| | [you lost yourself tonight]I sit, and I wait, and I listen to what he's saying, every word... word for word. He's talking about forgiveness. "To restore a damaged relationship, choose reconciliation." Discussing that to forgive someone, you really have to wish them well, if you don't then you're basically hopeing for the worse to happen self-consciously (not so true with me). It's not about solving and fixing the past, it's just about moving forward, moving past the past. But here's where he lost me. "Whether you've been hurt or if you've done the hurting, it's your responsibility to make the first move towards reconciliaton." Okay, that's one thing... but what about when you have already done that? Personally, I always make the first move, either way (or at least it seems like it's always me to give in first) because, I hate the empty silences. The ackward feelings between the two.. it's something I personally, cannot stand.

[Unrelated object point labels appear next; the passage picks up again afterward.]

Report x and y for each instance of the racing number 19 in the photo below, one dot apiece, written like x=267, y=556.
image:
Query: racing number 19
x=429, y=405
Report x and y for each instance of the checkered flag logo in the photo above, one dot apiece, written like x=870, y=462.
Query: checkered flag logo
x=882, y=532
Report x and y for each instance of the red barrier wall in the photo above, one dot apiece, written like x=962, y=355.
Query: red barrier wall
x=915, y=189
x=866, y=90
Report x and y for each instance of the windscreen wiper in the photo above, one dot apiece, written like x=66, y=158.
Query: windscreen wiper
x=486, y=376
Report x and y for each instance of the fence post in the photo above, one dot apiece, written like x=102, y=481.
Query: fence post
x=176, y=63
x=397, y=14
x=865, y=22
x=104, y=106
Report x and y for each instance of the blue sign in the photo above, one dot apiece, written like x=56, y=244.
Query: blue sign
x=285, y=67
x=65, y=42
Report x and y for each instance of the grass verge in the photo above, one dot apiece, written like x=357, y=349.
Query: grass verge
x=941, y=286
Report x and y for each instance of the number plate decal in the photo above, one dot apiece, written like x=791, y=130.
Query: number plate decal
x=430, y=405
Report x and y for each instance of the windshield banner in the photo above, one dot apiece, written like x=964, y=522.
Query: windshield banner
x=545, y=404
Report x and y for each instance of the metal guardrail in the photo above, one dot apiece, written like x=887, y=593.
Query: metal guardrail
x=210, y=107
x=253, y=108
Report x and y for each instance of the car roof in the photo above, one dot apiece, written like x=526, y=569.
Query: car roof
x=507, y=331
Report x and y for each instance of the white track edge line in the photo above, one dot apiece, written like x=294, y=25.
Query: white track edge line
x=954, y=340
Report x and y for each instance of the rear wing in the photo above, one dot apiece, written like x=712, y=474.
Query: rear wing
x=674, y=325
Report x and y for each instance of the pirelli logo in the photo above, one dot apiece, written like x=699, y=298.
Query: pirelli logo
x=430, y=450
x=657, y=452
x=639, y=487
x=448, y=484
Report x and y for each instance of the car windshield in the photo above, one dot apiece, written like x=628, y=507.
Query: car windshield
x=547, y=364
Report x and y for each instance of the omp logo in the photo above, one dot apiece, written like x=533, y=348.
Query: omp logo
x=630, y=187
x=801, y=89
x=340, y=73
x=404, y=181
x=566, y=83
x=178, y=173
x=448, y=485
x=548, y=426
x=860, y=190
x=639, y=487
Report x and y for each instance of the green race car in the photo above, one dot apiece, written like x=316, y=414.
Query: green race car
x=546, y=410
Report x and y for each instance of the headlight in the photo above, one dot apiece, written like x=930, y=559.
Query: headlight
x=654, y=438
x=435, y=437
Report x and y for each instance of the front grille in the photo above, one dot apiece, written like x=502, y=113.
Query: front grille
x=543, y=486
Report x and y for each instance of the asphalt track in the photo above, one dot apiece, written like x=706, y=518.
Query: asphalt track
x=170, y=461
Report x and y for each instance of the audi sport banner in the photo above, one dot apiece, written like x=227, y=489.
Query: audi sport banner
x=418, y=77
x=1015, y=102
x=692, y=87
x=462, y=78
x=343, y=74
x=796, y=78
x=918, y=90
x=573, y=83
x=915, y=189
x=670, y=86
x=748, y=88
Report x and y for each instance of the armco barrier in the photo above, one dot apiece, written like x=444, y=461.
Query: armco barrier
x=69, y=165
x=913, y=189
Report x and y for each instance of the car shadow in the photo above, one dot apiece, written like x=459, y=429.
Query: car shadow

So... What now? Where do you go now? If I've tryed again and again to forgive you. To move past it. To wish you well. But you insist on making things harder and harder.... I've done all I can. Yet I feel... hurt, pain, all the feelings as if I never had done anything at all are still there. Then isn't it worthless? To stand up? To try and fix it? This broken friendship shatters me to this day and you don't care.
But he said something else. One more thing... Basically:: no matter how much you think you're over it, theres still if nothing else a tiny flame burning inside both of you that will never completely die. Is that true? For you, do you still feel it? When you think about me or see me do you regret what you did to me, or want to say something but your pride is so big that it keeps you from doing it?